While the resultant component has a far superior strength-to-weight ratio than anything before, one problem with composites is their strength-to-wait ratio. The heat curing process is quite simply a very slow one, and as each component has to be treated in this fashion one needs a whole factory-full of armies of autoclaves steaming away around the clock in order to ever match the speed of shaping or casting aluminium sections.

The world simply does not have that many autoclaves, and nor does it have enough composite technicians to man them even if it did.

This is a big problem for the aerospace industry. Estimated carbon fibre demand in aerospace is forecast to grow from 5,100 tonnes in 2008 to over 46,000 tonnes by 2020 – an average growth rate of 20% per annum. The world is madly trying to produce new, full-composite aircraft such as the 787 and 380, as well as the Lockheed Martin joint strike fighter and the A400 transporter.

The extensive use of composites in these aircraft will reduce operational costs by 30%. There is no new aeroplane being designed across the world now that does not include a high percentage of composites. Between them, Boeing and Airbus have back-orders in excess of 5,000 planes. Each uses an average US$5.3m worth of composite components.

And into this world has stepped Quickstep.

Last week I met with Quickstep’s relatively new CEO and MD, the affable Philippe Odouard, along with a gaggle of aviation reporters. A Frenchman, Odouard boasts significant management experience in the global aerospace and defence sectors.

Fremantle-based Quickstep Holdings ((QHL)) hit the headlines recently after signing a Memorandum of Understanding with Lockheed Martin, and with Lockheed’s partner Northrup Grumman, to provide parts for the construction of the F-35 joint strike fighter. (See Quickstep Hits The Mach ). The MOU is expected to lead to a Long Term Agreement to be signed in March, which is estimated will be worth $700m to Quickstep over 22 years.

Led by the US, there is already demand for 3,173 of these aircraft across nine countries, including Australia which wants 74.

Now – one might be forgiven for thinking that when you split $700m over 22 years you’re not really talking an extraordinary amount of money. But that would be to miss the point.

Quickstep does have the autoclave capacity, and the technicians, and the required international licence, to satisfy Lockheed’s demand for specific parts.
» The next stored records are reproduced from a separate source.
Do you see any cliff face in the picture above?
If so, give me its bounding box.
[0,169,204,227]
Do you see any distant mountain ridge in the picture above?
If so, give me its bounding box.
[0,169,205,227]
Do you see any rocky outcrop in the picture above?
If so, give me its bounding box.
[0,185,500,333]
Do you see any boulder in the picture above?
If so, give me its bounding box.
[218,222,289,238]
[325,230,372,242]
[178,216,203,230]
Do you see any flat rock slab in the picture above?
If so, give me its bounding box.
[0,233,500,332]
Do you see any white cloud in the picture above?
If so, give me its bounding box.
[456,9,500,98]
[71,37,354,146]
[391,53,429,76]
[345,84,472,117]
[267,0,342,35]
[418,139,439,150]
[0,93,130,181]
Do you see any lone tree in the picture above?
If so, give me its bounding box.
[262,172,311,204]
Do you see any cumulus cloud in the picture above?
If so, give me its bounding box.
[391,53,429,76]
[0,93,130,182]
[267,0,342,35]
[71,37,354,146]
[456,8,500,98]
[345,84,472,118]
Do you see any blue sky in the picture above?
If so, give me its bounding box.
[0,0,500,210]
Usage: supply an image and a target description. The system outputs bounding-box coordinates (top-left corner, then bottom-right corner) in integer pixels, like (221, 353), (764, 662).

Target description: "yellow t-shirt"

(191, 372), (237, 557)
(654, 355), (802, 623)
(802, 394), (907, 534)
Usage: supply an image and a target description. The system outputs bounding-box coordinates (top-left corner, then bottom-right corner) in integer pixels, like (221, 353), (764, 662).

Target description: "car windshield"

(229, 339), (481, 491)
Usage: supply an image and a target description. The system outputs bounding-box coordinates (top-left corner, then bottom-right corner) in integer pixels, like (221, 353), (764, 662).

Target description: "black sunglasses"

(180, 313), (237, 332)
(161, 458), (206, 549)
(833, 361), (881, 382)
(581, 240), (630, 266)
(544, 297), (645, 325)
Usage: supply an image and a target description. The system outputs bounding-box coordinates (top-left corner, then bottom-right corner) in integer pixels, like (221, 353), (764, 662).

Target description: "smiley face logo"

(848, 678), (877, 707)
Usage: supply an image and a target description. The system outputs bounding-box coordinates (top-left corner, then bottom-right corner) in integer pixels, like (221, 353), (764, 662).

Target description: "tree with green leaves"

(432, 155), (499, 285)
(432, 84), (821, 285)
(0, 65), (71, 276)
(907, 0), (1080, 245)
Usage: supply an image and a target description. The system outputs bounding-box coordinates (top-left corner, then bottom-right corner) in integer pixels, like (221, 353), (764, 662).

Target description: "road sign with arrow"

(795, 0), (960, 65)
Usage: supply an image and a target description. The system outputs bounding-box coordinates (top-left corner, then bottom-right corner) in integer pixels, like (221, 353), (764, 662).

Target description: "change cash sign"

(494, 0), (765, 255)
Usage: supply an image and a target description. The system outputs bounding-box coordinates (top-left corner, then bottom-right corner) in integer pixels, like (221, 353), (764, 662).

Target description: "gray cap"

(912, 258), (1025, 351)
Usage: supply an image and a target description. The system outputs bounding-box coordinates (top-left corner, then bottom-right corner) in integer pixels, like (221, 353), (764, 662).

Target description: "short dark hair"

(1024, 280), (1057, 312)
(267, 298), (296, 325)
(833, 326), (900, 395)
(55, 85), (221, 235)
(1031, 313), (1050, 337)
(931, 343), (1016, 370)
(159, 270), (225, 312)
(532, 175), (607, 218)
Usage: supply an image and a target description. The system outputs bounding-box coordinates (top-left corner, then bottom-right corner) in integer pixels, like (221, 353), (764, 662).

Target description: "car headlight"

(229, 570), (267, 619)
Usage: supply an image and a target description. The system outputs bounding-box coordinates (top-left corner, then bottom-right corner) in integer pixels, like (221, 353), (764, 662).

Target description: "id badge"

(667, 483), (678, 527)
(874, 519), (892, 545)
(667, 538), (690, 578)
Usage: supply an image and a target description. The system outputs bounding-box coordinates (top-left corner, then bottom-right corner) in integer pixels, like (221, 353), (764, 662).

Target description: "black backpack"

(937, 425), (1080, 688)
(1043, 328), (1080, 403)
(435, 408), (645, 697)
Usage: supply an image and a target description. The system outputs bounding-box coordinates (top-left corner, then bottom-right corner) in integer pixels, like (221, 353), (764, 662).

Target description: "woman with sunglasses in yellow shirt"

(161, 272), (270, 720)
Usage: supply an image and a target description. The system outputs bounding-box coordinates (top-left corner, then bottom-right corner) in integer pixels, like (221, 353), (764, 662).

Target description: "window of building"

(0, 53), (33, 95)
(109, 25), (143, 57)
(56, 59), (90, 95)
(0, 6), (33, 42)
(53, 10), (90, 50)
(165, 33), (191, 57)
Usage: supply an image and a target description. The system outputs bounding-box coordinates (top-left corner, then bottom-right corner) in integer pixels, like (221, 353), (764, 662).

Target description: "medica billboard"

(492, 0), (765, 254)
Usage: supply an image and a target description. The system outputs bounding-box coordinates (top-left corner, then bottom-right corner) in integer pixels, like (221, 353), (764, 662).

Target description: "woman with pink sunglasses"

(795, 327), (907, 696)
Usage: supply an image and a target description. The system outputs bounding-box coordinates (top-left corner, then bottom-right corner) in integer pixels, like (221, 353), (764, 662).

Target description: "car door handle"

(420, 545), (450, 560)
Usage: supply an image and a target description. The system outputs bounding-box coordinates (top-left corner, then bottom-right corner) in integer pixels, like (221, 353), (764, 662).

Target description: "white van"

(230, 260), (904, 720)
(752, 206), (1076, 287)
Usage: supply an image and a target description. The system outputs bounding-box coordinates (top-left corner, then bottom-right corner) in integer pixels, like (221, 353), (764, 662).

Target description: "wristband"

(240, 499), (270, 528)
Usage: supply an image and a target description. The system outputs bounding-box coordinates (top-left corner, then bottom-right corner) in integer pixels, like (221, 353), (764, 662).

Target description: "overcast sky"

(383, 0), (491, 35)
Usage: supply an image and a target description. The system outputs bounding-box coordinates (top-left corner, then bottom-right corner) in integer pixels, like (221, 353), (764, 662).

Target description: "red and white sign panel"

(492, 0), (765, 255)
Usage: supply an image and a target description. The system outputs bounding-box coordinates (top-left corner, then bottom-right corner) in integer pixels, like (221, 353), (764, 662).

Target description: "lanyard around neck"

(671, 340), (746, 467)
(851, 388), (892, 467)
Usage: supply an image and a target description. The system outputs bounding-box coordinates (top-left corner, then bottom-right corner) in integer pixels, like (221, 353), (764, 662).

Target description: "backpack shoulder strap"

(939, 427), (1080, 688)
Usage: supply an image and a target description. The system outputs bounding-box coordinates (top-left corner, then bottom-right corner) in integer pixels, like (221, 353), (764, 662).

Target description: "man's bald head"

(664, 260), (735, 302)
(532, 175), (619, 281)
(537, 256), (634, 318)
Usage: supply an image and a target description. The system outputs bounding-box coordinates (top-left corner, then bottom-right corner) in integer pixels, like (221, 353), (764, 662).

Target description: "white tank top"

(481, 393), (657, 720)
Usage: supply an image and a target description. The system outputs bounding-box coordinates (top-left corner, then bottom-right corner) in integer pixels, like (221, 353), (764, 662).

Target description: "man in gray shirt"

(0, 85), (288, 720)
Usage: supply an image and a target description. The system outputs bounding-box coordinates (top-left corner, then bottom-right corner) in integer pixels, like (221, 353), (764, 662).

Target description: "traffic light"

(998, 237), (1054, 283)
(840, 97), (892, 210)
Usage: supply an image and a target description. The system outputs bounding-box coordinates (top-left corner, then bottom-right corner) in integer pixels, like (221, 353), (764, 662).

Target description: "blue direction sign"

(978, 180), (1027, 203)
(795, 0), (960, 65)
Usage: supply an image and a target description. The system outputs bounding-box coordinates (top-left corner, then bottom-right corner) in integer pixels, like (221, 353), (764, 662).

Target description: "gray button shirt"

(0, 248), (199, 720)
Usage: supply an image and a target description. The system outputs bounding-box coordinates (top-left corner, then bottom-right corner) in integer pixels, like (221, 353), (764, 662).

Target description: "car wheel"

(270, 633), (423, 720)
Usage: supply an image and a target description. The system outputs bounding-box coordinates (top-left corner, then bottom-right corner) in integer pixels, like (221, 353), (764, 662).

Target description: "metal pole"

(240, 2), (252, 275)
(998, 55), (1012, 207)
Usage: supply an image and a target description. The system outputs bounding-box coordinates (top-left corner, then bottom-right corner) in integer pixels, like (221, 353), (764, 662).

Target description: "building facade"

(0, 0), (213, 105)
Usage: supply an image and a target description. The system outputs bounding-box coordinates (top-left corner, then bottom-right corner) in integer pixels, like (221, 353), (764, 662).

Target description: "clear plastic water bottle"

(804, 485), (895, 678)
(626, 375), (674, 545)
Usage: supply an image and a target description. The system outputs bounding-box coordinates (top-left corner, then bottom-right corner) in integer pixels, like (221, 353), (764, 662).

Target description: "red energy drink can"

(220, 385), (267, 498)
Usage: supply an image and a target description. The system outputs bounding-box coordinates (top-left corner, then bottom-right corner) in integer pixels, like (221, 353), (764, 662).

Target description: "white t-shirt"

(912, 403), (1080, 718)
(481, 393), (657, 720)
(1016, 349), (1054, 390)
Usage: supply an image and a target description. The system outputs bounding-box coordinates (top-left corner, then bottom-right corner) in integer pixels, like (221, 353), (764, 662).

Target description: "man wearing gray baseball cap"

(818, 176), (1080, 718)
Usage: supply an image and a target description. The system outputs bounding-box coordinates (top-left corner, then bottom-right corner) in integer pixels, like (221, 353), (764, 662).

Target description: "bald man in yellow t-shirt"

There are parts being built across the globe for these F-35s, with a bias towards contracts being awarded to those countries also buying the planes, as far a-field as Turkey.

[Side note: Before you, too, make yourself look foolish in front of a whole lot of aviation experts, Turkey is a respected world-leader in composite manufacture.]

But Quickstep’s jewel in the crown is its development of a new form of autoclave heat curing process for composite manufacture – a process which uses less pressure, reduces energy costs, reduces tooling costs, reduces required plant investment, and, most importantly, significantly speeds up the process. And it also produces a superior product as an end result.

This is one reason why Lockheed was drawn to Quickstep, despite the fact Quickstep could actually make Lockheed some parts. Quickstep can actually make such parts in much less time than other producers.

You can just here the heads of Boeing and Airbus executives turning sharply. Less time? Cheaper? Stronger? Who?

Although Quickstep has recently completed a large state-of-the-art production facility in Fremantle, it has no intention to use this facility to satisfy the entire world’s aircraft part orders. Lockheed’s orders will do for now. But what the Lockheed order will do for Quickstep is to (a) provide a secure underpinning of known earnings, (b) provide the opportunity for Quickstep to demonstrate its technology on a commercial scale, and (c), simply alert the world.

Thereafter, Quickstep is expecting a combination of more orders and a queue of composite producers looking to licence the Quickstep technology. This is where the company will really make its money. One might suggest the Lockheed order is a “company maker”, but for reasons of exposure more than anything else.

And we haven’t even begun to talk of the rush across the globe by car manufacturers to reduce their vehicles’ carbon emissions by whatever means, including new engines, new fuel sources and, of course, higher strength-for-weight ratios.